28-31 July 2010
Since coming to Bongo one word I have been commonly hearing in reference to me is Solemiya. In the local language of this region, Gurune, it means a white person, be it a man or a woman. So any man or woman who has lighter skin than a typical Ghanaian and has a straight hair is called Solemiya. There are different words for these in different dialects of Ghana and the one most commonly used is Obruni. Though it denotes a racial difference it is interesting that it is not used in a racist way. When I am walking on the road many children greet me by saying "Solemiya Zaare (or sometimes using English word for Zaare i.e. Welcome". It is used by older people as well because they do not know English. But one thing for sure is the special attention given to the person while saying this.
The habit of greeting everybody whether you know him or not means that one may end up in unwanted encounters. When a Solemiya walks on the road, then he or she needs to be very careful with the people who are approaching or coming near. I have experienced three kinds of unwanted people till date and I shall explain them one by one.
The first kind of people run after you and make a show of trying to help you and try to earn something by the way of tips. One day when I was waiting for the shared taxi to get full, a person greeted me and started telling me that he was very sorry that I was having to wait. He told me that he will see if he can find some passengers so that taxi will get full as early as possible and leave. I told him that I was not in hurry and I would wait. He started calling loudly for passengers and when taxi became full started asking me some money as a tip. I was so confused by this that when the real person who collects the fair in advance came I could not trust him immediately and paid him only when I saw that other passengers were also paying him.

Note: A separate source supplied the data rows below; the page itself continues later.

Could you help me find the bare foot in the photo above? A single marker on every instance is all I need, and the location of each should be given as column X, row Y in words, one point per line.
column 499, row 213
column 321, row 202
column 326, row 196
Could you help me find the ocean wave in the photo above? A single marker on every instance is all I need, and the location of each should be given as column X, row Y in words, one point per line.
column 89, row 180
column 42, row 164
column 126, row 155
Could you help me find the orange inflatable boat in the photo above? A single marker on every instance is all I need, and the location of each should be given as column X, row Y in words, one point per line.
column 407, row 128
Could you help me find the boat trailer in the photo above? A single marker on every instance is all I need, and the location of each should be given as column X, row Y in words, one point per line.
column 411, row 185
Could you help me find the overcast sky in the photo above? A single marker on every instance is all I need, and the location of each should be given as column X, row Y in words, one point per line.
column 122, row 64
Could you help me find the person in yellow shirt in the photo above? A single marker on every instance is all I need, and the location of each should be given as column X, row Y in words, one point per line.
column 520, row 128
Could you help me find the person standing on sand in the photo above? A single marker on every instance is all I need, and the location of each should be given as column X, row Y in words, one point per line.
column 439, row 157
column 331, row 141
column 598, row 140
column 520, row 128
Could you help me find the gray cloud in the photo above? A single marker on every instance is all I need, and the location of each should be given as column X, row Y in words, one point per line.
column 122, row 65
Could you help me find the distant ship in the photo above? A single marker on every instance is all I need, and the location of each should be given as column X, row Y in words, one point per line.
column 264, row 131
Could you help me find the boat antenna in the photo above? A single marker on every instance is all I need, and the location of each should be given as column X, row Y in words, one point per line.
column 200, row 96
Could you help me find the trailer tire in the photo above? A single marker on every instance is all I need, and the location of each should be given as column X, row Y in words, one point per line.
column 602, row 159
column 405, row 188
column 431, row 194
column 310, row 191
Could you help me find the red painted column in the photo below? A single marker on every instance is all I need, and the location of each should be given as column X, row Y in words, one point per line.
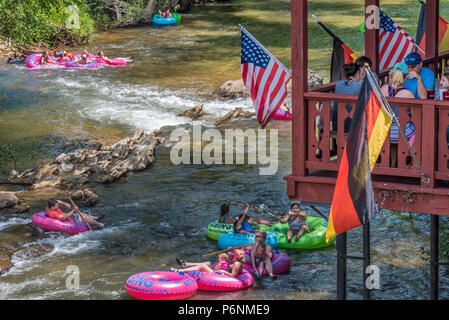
column 372, row 34
column 432, row 18
column 299, row 43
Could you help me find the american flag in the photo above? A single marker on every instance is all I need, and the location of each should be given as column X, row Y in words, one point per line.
column 264, row 77
column 394, row 43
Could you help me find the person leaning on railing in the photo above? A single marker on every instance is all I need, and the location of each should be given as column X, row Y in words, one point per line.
column 350, row 85
column 419, row 78
column 396, row 89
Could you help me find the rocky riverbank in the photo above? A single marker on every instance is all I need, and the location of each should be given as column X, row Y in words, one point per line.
column 81, row 170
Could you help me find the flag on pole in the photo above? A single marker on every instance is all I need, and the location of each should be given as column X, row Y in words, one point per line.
column 394, row 43
column 341, row 54
column 264, row 76
column 443, row 32
column 353, row 202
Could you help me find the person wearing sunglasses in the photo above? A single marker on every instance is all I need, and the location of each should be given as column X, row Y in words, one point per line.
column 419, row 78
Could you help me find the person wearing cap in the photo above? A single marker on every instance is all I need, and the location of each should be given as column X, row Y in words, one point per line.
column 396, row 88
column 261, row 237
column 419, row 78
column 360, row 62
column 350, row 85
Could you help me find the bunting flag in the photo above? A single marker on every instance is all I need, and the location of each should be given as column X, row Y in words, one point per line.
column 353, row 202
column 394, row 42
column 443, row 32
column 341, row 54
column 264, row 76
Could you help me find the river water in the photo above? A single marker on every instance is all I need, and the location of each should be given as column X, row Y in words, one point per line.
column 162, row 212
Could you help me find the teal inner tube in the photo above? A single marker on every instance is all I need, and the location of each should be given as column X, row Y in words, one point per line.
column 232, row 239
column 177, row 16
column 216, row 229
column 314, row 239
column 163, row 21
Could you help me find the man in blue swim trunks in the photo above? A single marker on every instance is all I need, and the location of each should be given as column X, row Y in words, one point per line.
column 419, row 78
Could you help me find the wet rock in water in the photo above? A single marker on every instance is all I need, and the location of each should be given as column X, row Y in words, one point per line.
column 233, row 89
column 12, row 175
column 234, row 114
column 97, row 162
column 33, row 251
column 90, row 197
column 49, row 182
column 66, row 167
column 77, row 195
column 193, row 113
column 5, row 263
column 8, row 200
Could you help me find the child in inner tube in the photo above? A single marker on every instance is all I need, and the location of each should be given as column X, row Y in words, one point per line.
column 53, row 211
column 101, row 56
column 242, row 225
column 297, row 222
column 84, row 58
column 45, row 57
column 64, row 56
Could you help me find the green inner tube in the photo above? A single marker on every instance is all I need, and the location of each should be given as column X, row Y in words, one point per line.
column 177, row 16
column 315, row 239
column 216, row 229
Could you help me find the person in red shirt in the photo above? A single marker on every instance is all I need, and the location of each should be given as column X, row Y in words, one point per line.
column 53, row 211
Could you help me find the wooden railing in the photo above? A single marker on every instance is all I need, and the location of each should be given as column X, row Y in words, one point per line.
column 430, row 119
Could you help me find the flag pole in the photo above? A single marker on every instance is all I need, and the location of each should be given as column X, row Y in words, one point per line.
column 423, row 173
column 325, row 28
column 418, row 47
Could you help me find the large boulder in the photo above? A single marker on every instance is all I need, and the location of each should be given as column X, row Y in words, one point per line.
column 233, row 89
column 8, row 200
column 193, row 113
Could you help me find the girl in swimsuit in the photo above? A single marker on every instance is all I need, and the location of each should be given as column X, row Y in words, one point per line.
column 259, row 258
column 297, row 222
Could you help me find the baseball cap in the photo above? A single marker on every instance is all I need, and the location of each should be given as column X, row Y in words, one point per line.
column 402, row 66
column 412, row 59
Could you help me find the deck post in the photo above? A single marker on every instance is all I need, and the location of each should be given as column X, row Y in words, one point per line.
column 434, row 247
column 299, row 41
column 366, row 259
column 372, row 37
column 432, row 22
column 341, row 266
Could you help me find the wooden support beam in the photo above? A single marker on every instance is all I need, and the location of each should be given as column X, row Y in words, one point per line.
column 299, row 42
column 432, row 19
column 341, row 266
column 434, row 247
column 366, row 259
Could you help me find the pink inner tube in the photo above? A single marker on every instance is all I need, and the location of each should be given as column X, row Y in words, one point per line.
column 282, row 115
column 161, row 285
column 113, row 62
column 90, row 65
column 50, row 224
column 281, row 263
column 211, row 281
column 32, row 61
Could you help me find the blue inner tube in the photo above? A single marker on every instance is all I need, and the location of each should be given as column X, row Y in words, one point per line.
column 232, row 239
column 158, row 20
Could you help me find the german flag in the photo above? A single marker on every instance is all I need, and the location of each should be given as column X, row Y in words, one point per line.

The other kind is mentally disturbed people who keep on moving around the village but know for sure that Solemiyas can have some pity on them very easily and give some money to them in order to be just free of them. So when they come to know that some Solemiya is walking on the road and sat with his friends at a restaurant then they will go there and start making a show of themselves. One old man in Bongo when he sees a Solemiya, follows them where ever they are going and at some time just stands on his knees and start begging. When I first came across him, he persistently followed me throughout my round of Bongo. When I entered a compound of a house he also entered inside. I had to give him some money just in order to be free of him.

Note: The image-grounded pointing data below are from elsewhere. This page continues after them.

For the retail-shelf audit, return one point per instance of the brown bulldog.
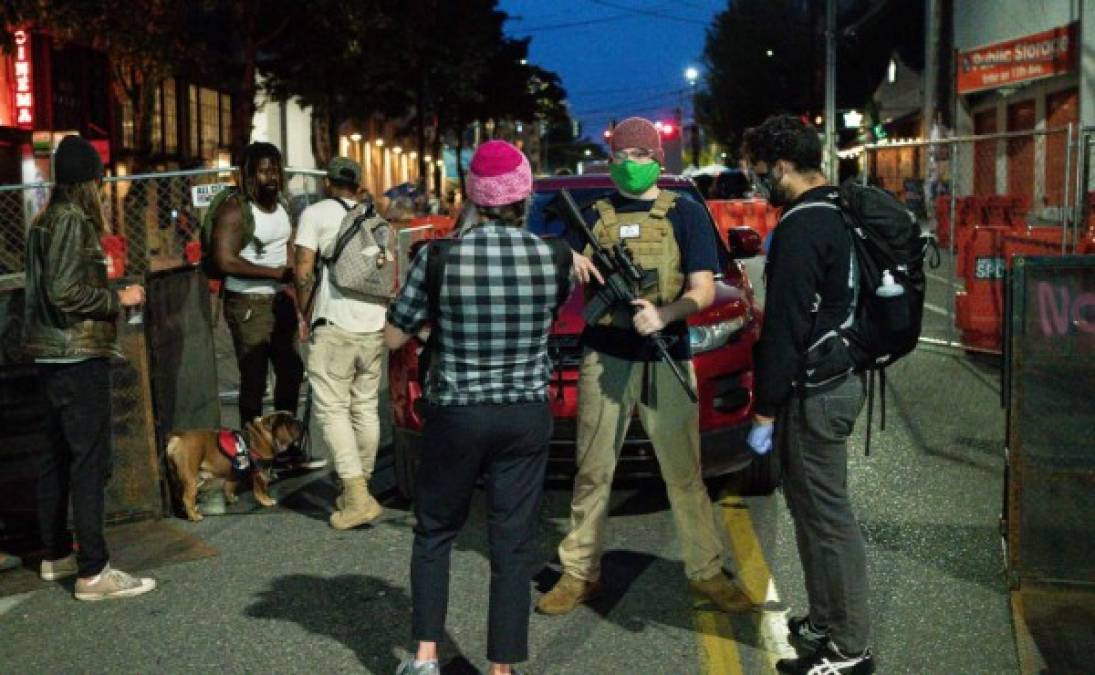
(197, 456)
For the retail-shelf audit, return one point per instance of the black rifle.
(623, 276)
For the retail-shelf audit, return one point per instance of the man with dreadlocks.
(251, 240)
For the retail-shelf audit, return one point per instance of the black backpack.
(886, 239)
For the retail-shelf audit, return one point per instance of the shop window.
(193, 104)
(170, 117)
(226, 119)
(209, 123)
(128, 138)
(157, 119)
(1061, 110)
(984, 153)
(1021, 117)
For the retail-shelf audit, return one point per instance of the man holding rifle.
(670, 241)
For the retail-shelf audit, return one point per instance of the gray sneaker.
(54, 570)
(407, 667)
(112, 584)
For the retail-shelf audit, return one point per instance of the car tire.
(405, 460)
(763, 475)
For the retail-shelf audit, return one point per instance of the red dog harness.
(234, 447)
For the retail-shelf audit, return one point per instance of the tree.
(143, 39)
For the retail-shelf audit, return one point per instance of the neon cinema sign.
(24, 83)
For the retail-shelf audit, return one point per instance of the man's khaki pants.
(609, 389)
(344, 372)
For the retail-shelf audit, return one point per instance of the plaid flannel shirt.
(496, 304)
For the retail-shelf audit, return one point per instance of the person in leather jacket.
(70, 333)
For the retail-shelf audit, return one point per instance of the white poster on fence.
(202, 195)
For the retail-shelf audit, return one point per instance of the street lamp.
(691, 73)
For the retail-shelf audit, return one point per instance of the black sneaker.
(804, 636)
(828, 661)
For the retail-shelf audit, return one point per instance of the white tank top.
(273, 230)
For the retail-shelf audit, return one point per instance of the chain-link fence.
(154, 216)
(987, 198)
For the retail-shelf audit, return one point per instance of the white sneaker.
(54, 570)
(111, 584)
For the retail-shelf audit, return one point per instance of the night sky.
(617, 58)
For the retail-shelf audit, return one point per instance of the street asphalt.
(288, 594)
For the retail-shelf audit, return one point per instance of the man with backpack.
(345, 358)
(492, 295)
(250, 238)
(810, 297)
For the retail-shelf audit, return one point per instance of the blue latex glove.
(760, 437)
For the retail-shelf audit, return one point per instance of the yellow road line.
(718, 650)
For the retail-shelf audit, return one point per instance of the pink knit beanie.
(637, 133)
(498, 174)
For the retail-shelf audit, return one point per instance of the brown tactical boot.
(359, 507)
(568, 593)
(723, 593)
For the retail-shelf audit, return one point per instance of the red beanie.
(498, 174)
(637, 133)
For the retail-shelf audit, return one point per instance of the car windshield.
(546, 222)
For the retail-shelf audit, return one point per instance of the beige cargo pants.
(609, 389)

The third type is little children who might come towards you offering some help (of course with an intention of getting something in return) and you by feeling pity on them just pay them something or give them chocolate etc. I think that it is the most dangerous practice because one is promoting them to become beggars even if they are not. There is a large number of cases where foreigners have done sexual abuse of children in Africa just because of the ease in getting them.
All of these three behavioural patterns are due to the deep rooted belief in the thought that white people are rich and are a great nuisance while walking on the road. There are also many positive welcomes however.
The one which I appreciate here more is the welcoming of a guest and it is more open hearted. Many people greet and say "Zaare", while just passing by with no intentions to become close to you but just in good faith.
I found that even if people know your name, while speaking about you to some other person, they will speak about you as a Solemiya. I found this being frequently done in the office. As I work with District Assembly, a large number of visitors keep on coming to the office. The day before there was one football match organised between District Assembly Staff and National Social Personnel (it is local government promoted young volunteers organisation) and I was going there with my colleague. I heard him telling his boss that he was taking the Solemiya to the football match. I found it strange but then it was obvious his boss did not know my name (and didn't know how to pronounce it as well. Double difficulty!) but knew that a foreigner is working with him so it was natural for them to use the word "Solemiya".
But what I like the most is the way small children say loudly "Solemiya Zaare!!!". It is out of pure curiosity and their natural tendency to attract attention. Once I was standing in the Bolgatanga market and trying to search an address which my friend had texted me on my mobile phone (here sending an SMS on mobile phone is texting), when a little girl came near me and called loudly "Solemiya Zaare" trying to attract my attention. I looked at her and she was really very sweet and cute with her curly hairs neatly braided and decorated with ribbons. I said "oh, thank you, my little princess!". Her parents apologised as she disturbed me but I told them that she was a really very beautiful child and I did not mind that. The family walked away smiling proudly.